What overall effect does the author's personification of the house have on the readers as the house burns down?

This is an interesting question, as the response a reader has to the house is complicated; the house is both personified, and yet, at the same time, its mechanical, mindless nature is emphasized as it goes about the business of caring for the family, a job which is now pointless because the family is dead. Nevertheless, "overall" is the key word, and I would say that the overall effect of the personification is one of sadness and horror. The death of the family from, presumably, the fire of a nuclear attack—we know it is a nuclear attack because the image of the family burned into the side of the house is borrowed straight from John Hersey's Hiroshima—happens before the story opens.
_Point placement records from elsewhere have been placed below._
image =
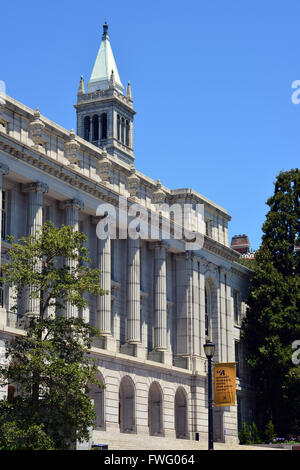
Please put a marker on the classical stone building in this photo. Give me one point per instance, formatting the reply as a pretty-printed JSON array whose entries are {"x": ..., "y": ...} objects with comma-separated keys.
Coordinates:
[{"x": 164, "y": 299}]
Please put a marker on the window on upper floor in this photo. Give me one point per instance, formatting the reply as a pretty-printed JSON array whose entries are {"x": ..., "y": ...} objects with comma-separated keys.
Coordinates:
[
  {"x": 95, "y": 128},
  {"x": 236, "y": 306},
  {"x": 208, "y": 227},
  {"x": 207, "y": 311},
  {"x": 1, "y": 295},
  {"x": 237, "y": 357},
  {"x": 127, "y": 133},
  {"x": 87, "y": 126},
  {"x": 118, "y": 127},
  {"x": 123, "y": 130},
  {"x": 104, "y": 126},
  {"x": 10, "y": 393},
  {"x": 4, "y": 216}
]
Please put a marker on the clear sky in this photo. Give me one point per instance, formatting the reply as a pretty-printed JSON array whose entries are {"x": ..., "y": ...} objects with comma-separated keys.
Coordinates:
[{"x": 211, "y": 82}]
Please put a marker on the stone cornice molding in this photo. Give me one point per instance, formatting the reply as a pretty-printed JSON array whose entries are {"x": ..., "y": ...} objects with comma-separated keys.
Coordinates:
[
  {"x": 35, "y": 186},
  {"x": 73, "y": 203},
  {"x": 4, "y": 169}
]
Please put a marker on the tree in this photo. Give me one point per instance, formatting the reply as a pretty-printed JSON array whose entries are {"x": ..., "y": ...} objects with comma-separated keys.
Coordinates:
[
  {"x": 272, "y": 322},
  {"x": 50, "y": 365}
]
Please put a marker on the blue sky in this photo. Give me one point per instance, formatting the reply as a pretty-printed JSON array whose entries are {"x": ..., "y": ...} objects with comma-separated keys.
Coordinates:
[{"x": 211, "y": 83}]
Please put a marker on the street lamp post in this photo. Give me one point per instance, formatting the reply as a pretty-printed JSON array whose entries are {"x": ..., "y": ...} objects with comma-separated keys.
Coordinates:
[{"x": 209, "y": 349}]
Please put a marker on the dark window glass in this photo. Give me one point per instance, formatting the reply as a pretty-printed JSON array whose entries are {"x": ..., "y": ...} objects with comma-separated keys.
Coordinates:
[
  {"x": 87, "y": 125},
  {"x": 4, "y": 215},
  {"x": 127, "y": 133},
  {"x": 104, "y": 126},
  {"x": 95, "y": 128}
]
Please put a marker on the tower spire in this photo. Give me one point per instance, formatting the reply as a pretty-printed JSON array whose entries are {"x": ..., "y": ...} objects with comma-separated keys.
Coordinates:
[
  {"x": 105, "y": 29},
  {"x": 104, "y": 65},
  {"x": 81, "y": 90}
]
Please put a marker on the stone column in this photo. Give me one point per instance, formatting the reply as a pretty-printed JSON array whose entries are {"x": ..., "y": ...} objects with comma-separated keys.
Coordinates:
[
  {"x": 160, "y": 298},
  {"x": 202, "y": 306},
  {"x": 229, "y": 318},
  {"x": 4, "y": 170},
  {"x": 103, "y": 319},
  {"x": 71, "y": 208},
  {"x": 222, "y": 316},
  {"x": 133, "y": 291},
  {"x": 35, "y": 192},
  {"x": 184, "y": 303}
]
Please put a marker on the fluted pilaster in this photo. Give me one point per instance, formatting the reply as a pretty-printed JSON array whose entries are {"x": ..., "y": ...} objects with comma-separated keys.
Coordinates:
[
  {"x": 133, "y": 292},
  {"x": 184, "y": 292},
  {"x": 35, "y": 192},
  {"x": 4, "y": 170},
  {"x": 71, "y": 209},
  {"x": 160, "y": 297},
  {"x": 103, "y": 321}
]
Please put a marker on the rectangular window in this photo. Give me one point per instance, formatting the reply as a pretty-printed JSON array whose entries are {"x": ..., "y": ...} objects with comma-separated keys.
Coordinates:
[
  {"x": 236, "y": 307},
  {"x": 208, "y": 227},
  {"x": 10, "y": 393},
  {"x": 237, "y": 357},
  {"x": 1, "y": 295},
  {"x": 4, "y": 216}
]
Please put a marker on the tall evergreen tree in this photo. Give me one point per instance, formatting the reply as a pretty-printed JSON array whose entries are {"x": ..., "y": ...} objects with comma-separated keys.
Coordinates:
[{"x": 272, "y": 322}]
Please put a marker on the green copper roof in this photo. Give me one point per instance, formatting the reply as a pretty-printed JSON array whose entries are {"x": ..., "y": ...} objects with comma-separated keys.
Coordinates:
[{"x": 103, "y": 67}]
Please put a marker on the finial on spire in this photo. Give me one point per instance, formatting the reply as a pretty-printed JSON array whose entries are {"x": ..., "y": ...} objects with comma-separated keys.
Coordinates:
[
  {"x": 112, "y": 81},
  {"x": 81, "y": 90},
  {"x": 105, "y": 29},
  {"x": 128, "y": 91}
]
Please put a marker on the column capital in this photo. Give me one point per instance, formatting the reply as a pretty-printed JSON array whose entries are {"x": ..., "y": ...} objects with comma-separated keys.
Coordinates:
[
  {"x": 73, "y": 203},
  {"x": 159, "y": 244},
  {"x": 4, "y": 169},
  {"x": 35, "y": 186}
]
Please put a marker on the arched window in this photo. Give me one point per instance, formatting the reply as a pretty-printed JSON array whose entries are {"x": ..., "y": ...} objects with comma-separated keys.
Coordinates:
[
  {"x": 127, "y": 405},
  {"x": 155, "y": 410},
  {"x": 123, "y": 130},
  {"x": 118, "y": 127},
  {"x": 181, "y": 415},
  {"x": 95, "y": 128},
  {"x": 87, "y": 125},
  {"x": 127, "y": 133},
  {"x": 104, "y": 126}
]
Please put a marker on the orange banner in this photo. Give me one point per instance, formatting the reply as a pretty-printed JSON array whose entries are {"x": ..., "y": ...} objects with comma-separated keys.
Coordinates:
[{"x": 224, "y": 383}]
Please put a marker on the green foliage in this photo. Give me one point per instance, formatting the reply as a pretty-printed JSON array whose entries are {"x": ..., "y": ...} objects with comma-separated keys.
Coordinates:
[
  {"x": 249, "y": 434},
  {"x": 52, "y": 370},
  {"x": 50, "y": 365},
  {"x": 249, "y": 263},
  {"x": 19, "y": 431},
  {"x": 273, "y": 318},
  {"x": 38, "y": 261}
]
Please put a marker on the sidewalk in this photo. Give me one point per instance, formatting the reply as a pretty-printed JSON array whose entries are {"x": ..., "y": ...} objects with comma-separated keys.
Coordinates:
[{"x": 120, "y": 441}]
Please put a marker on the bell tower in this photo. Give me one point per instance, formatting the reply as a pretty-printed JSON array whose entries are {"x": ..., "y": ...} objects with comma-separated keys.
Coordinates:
[{"x": 104, "y": 113}]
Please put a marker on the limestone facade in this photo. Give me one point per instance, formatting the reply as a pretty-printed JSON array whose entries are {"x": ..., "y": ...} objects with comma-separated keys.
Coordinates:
[{"x": 164, "y": 300}]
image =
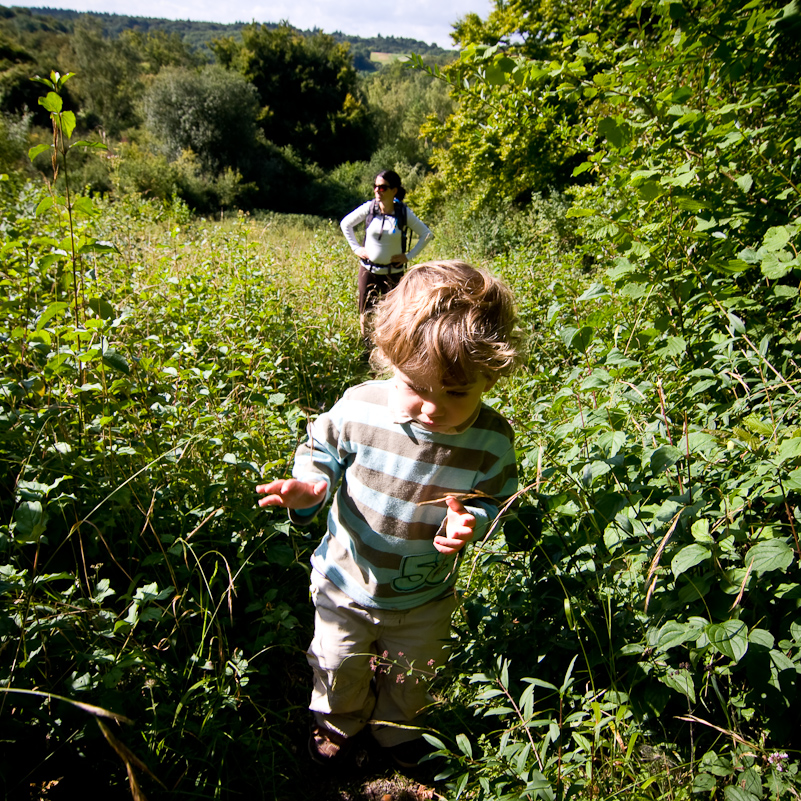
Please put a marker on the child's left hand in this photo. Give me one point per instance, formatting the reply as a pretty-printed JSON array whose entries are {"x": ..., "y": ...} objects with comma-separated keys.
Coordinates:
[{"x": 458, "y": 528}]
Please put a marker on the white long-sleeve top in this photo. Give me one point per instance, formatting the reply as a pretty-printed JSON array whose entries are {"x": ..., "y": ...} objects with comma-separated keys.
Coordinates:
[{"x": 383, "y": 236}]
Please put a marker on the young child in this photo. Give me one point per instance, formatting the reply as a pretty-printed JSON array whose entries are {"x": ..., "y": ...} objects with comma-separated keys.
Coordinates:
[{"x": 421, "y": 467}]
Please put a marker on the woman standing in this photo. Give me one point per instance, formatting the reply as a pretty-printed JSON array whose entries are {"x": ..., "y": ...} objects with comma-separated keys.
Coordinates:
[{"x": 383, "y": 257}]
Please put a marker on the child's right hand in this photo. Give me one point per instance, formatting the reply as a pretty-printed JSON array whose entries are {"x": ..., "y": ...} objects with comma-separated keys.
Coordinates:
[{"x": 291, "y": 493}]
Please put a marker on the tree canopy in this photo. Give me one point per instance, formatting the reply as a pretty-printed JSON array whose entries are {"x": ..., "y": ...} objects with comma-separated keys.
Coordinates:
[{"x": 308, "y": 90}]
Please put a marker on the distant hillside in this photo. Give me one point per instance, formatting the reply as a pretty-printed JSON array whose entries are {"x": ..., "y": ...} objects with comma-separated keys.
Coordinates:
[{"x": 199, "y": 34}]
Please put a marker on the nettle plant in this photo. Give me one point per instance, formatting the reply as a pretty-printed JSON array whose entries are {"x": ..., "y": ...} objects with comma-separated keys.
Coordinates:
[
  {"x": 145, "y": 389},
  {"x": 660, "y": 598}
]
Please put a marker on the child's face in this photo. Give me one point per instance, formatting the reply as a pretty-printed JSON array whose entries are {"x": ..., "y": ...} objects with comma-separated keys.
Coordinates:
[{"x": 434, "y": 405}]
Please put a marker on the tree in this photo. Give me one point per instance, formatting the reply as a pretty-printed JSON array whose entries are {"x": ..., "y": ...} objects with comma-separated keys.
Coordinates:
[
  {"x": 400, "y": 102},
  {"x": 308, "y": 90},
  {"x": 108, "y": 77},
  {"x": 212, "y": 112}
]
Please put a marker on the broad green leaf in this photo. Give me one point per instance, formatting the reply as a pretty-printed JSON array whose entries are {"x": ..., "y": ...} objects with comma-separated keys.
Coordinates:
[
  {"x": 664, "y": 457},
  {"x": 729, "y": 638},
  {"x": 464, "y": 745},
  {"x": 83, "y": 204},
  {"x": 102, "y": 308},
  {"x": 36, "y": 150},
  {"x": 762, "y": 638},
  {"x": 789, "y": 448},
  {"x": 31, "y": 520},
  {"x": 674, "y": 633},
  {"x": 781, "y": 661},
  {"x": 774, "y": 266},
  {"x": 776, "y": 238},
  {"x": 681, "y": 681},
  {"x": 673, "y": 346},
  {"x": 51, "y": 311},
  {"x": 769, "y": 555},
  {"x": 115, "y": 360},
  {"x": 52, "y": 102},
  {"x": 615, "y": 133},
  {"x": 67, "y": 123},
  {"x": 735, "y": 793},
  {"x": 689, "y": 556},
  {"x": 704, "y": 783},
  {"x": 581, "y": 339},
  {"x": 758, "y": 426}
]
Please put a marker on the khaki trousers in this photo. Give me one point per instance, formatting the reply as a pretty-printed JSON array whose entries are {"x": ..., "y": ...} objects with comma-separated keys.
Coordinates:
[{"x": 373, "y": 666}]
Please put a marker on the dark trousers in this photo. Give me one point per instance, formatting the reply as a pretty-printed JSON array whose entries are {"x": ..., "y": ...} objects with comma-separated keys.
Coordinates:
[{"x": 372, "y": 287}]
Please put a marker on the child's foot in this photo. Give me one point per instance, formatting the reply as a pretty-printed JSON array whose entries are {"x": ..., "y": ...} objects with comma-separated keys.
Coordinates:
[
  {"x": 409, "y": 754},
  {"x": 326, "y": 747}
]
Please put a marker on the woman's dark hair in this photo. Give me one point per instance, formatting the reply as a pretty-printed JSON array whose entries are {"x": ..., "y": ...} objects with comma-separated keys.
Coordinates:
[{"x": 393, "y": 179}]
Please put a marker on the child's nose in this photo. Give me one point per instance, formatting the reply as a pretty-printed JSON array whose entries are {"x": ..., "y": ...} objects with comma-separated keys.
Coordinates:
[{"x": 429, "y": 407}]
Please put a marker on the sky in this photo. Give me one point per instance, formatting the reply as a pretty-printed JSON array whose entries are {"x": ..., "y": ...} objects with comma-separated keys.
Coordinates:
[{"x": 429, "y": 21}]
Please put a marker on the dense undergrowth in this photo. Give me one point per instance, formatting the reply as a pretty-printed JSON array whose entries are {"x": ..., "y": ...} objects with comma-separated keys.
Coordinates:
[{"x": 633, "y": 631}]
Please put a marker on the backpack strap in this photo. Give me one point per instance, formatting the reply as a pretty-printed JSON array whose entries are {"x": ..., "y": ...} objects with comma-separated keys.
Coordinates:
[{"x": 400, "y": 209}]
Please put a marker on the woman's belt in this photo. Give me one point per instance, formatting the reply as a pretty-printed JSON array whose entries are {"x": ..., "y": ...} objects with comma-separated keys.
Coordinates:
[{"x": 383, "y": 269}]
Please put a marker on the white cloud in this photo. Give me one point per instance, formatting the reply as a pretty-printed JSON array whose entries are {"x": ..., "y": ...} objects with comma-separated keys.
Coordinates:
[{"x": 430, "y": 22}]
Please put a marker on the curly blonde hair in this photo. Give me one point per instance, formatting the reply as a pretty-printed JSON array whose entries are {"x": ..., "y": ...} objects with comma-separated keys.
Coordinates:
[{"x": 451, "y": 317}]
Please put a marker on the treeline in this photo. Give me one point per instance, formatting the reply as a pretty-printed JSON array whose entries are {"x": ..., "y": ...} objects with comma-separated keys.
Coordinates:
[
  {"x": 199, "y": 35},
  {"x": 260, "y": 116}
]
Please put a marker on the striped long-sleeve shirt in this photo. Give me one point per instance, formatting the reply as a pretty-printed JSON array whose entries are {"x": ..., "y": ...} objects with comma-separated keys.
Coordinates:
[{"x": 379, "y": 545}]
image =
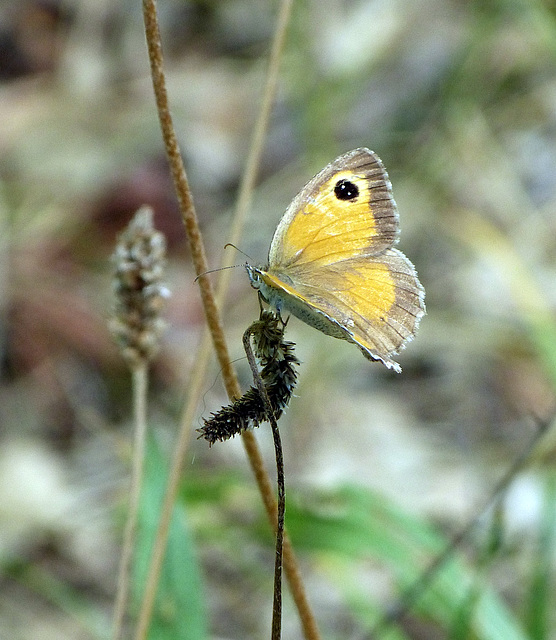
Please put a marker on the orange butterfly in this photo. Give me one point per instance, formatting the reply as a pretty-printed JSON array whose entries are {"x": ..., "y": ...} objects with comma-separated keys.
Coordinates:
[{"x": 332, "y": 263}]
The fiery end of the house, though somewhat different from what must have been the instant death of the family, nevertheless imitates the death of the family and allows us to mourn. This is especially so as Bradbury makes the house seem more human than ever by heightening its personification at the end of the story.
The personification of the house which makes us feel sad is reinforced by the personification of the fire. The fire is seen as a psychopath that the house must battle:

The fire crackled up the stairs. It fed upon Picassos and Matisses in the upper halls, like delicacies, baking off the oily flesh, tenderly crisping the canvases into black shavings.

Nevertheless, because the house continues to be personified, we feel for its courage in trying to fight the fire and the pain and grief of its defeat. At the end, it is depicted as far more human than mechanical. It seems to feel pain, fear, desperation, and a sense of tragedy:

The house shuddered, oak bone on bone, its bared skeleton cringing from the heat, its wire, its nerves revealed as if a surgeon had torn the skin off to let the red veins and capillaries quiver in the scalded air. Help, help! Fire! Run, run! Heat snapped mirrors like the first brittle winter ice. And the voices wailed. Fire, fire, run, run, like a tragic nursery rhyme, a dozen voices, high, low, like children dying in a forest, alone, alone. And the voices fading as the wires popped their sheathings like hot chestnuts. One, two, three, four, five voices died.